KINGSPORT — The scope of the J. Fred Johnson Stadium project is being scaled back in light of contractor estimates coming in around $1 million more than the initial estimate from a New York-based design company working on the project.
The stadium project calls for major improvements to the 1942 grandstand, adding an upper deck with 1,500 new seats, a new press box and new areas for concessions, handicapped accessibility and restrooms along with wider aisles and hand rails, an elevator and new covered concourses.
The $4.2 million project also includes a 1,200-square-foot dressing room near first base for visiting football and baseball teams, with family bathrooms available for non-athletic events.
After more than a year of discussion, planning and wrangling back and forth on when the project should and would start, the Board of Mayor and Aldermen gave the go-ahead for the project to be bid.
However, Kingsport canceled the bid submission date scheduled for May 1.
“Once the contractors started crunching the numbers and getting close to the bid opening, (the project) was coming in substantially over budget,” explained Hank Clabaugh, city engineer and project manager for the project. “That’s why the city decided to step back, cancel the bid opening and look at some value engineering, ... some areas where we could save money.”

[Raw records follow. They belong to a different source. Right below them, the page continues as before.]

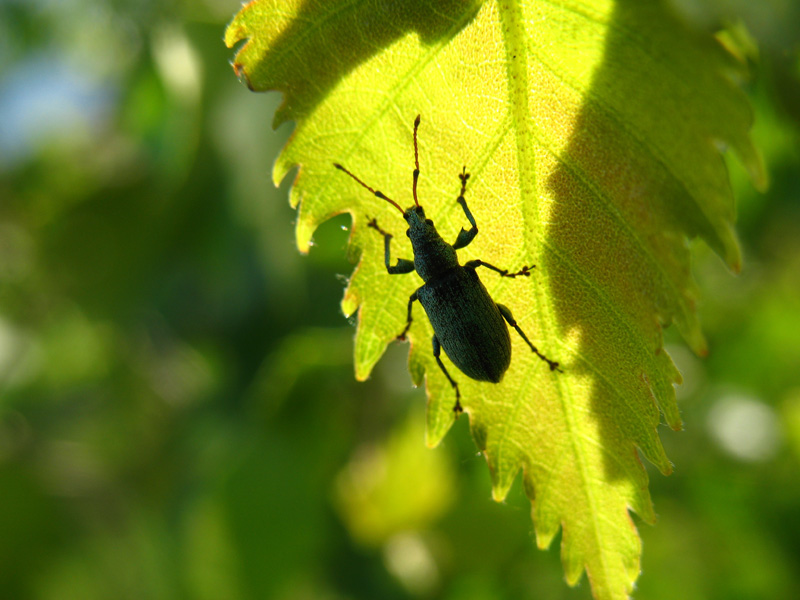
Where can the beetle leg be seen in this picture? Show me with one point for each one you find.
(403, 265)
(437, 349)
(474, 264)
(465, 237)
(510, 319)
(411, 299)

During the pre-bid conference, Clabaugh said the contractors informed the city the stadium project would likely cost in the $5.1 million to $5.3 million range. CHA Sports, a New York-based sports facility design company, had estimated the work to cost around $4.2 million.
CHA Sports has been working with Kingsport City Schools, the city of Kingsport and a citizens committee for more than a year on the project, coming up with conceptual drawings and designs, along with cost estimates for the work.
Clabaugh said CHA has gone back and looked at some cost-saving measures to bring the project in closer to budget.
“They found a different way they could do the foundation that’s going to save some money,” Clabaugh said. “They took out some steel from the project. Now, it’s going to be concrete with a brick veneer. They took out one of the stair towers and changed the handrails to a standard, galvanized finish.”
Two other big changes: the 1,200-square-foot dressing room is now a bid alternate and the contract length has been extended to Aug. 1, 2014. Initially, those pushing the project had wanted it completed before the fall football season, or at least partially completed by then, with the remaining work done after football season was over.
Now, whoever gets the contract has more than a year to complete the work without having to hurry to finish the job.
“That’s going to save money. People will not have to work multiple crews with overtime. There’s not a rush to get it done and they can be as efficient as possible,” Clabaugh said.
A pre-bid meeting for the stadium work is scheduled for June 4 and bids will be accepted on June 13.
“The real aim and goal is to stay within the $4.2 million,” said Danny Karst, local developer and a member of the citizens committee working on the project. “I think if we get the bid and lock in the price, it will create more breathing room for those bidding, to have time (to complete the project) and wouldn’t be as likely for liquidated damages to happen.”
Though the committee has pushed for the expansion to be completed as soon as possible, Karst said he thinks the committee would be pleased if the project happens by 2014.
Though the stadium expansion project has hit a snag, the lighting project at the stadium is well under way and should be completed before Fun Fest. The $560,000 lighting project calls for the replacement of the existing light poles around the stadium with new ones.
Clabaugh said work started on this project two weeks ago, all of the foundations have been set and four of the new lights have been installed. Work is expected to wrap up by July 11. Reynolds Electrical Contractors of Dixon, Tenn., is performing the work.